5 people found this review helpful
Not Recommended
0.0 hrs last two weeks / 15.2 hrs on record
Posted: 18 Jun, 2022 @ 2:24pm
Updated: 18 Jun, 2022 @ 2:35pm

Super Star is an idol management sim that tells the meta tale of an e-girl come to life, tasking you with trying to turn her into a global icon (and maybe romance her) before your time together is up. While the art is excellent, the game mechanics devolve into a clicker with coin flip RNG, removing any element of strategy, or for that matter, fun, from the game. Contrary to the description and tags, there is no actual adult content beyond suggestive dialogue.

After leaving his production company and trying to strike it out on his own, our nameless male lead finds himself down on his luck, ready to throw in the towel. That is until one day, for reasons never explained in the game, a character from within an adult novel materializes in the real world and demands he make her into the world's biggest star. Oh, and he has three years to do this before the miracle ends and she vanishes for good... unless you get the good ending, anyway.
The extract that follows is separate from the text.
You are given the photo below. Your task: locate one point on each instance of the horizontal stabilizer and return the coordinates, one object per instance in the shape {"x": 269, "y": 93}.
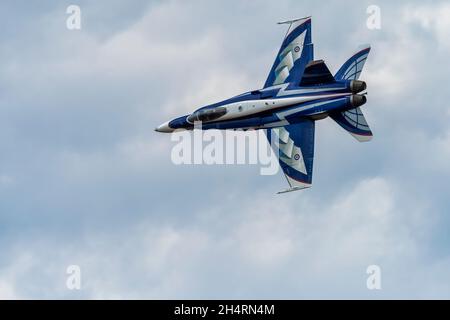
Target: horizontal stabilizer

Your actions are limited to training her core stats, buying items that also boost stats, working (such as ads, movies, or odd jobs), and "missions" that are basically the same thing but on a timer, granting better rewards and story progression. Basically, it's up to you to juggle what to do and when to do it, within the confines of a three year window. As is common in these genre of sim games, nothing is really spelled out, because it's up to you to learn as you go, deciphering what few things really matter to achieve that happy end.

As it turns out, try as you might, there's no actual way to get that route in the first playthrough. That is to say, the deck is stacked against you: Super Star isn't a game of strategy, it's a game of luck. Every action you take is governed by an invisible coinflip whose odds are kept hidden. The game tells you that to perform a certain task, you need a certain core stat, but should you aim higher that that? Don't know. No matter how high you drive that stat, you'll still meet with occasional failure. You can't lose the game, but you can fail to achieve certain tiers of popularity, affecting both the ending and the gems you receive on replay.

You see, completing the game awards you with game-breaking currency called gems, that buy permanent upgrades trivializing a lot of the unfair RNG the game throws at you. One upgrade halves the time it takes to finish jobs, and another halves the cash cost of all training and shopping. Without these, it's literally impossible to do everything in the time cap and achieve super stardom.

This is really where I find the most fault with the game. Management should be about strategy, making choices that matter, seeing your plans pay dividends. That's simply not the case here. The gameplay loop is to rush the ending, restart, buy out all the premium items, and then spam "golden touch," a third currency that insta-completes 100% success. It's a time sink to clickity click through as many menus as fast as possible until you trigger a series of cutscenes and deplete your time limit. There are other issues too, like a confusing machine translation that could have used a native proofreader, and general buggy-ness of event triggers that may waste precious time, but these would be easily forgivable if the core gameplay was strong.

It's not clear why it was removed from sale, but hopefully it serves as a stepping stone to better games from this developer. Compliments to the artist behind the backgrounds and characters, they were really well done.

Achievement Hunters: ~5hr min? to 100%. At least one playthrough is required to unlock the stopwatch and 1/2 cost upgrades, the others may not be necessary.

There's one unexplained secret to completing the game, which is this: Don't buy any shop items and avoid stat upgrades outside of training early on. Once you hit around 7500 of a stat, you can no longer manually boost it, which can lock you out of the >9000 needed for top tier tasks. Only focus on tasks that have presents, which are items that boost stats even further, and complete the last 2 of every ad, movie, and recording. Those should, in turn, trigger the final superstar tier needed for 100%. You can ignore the "tour" series of quests altogether, they are a time sink.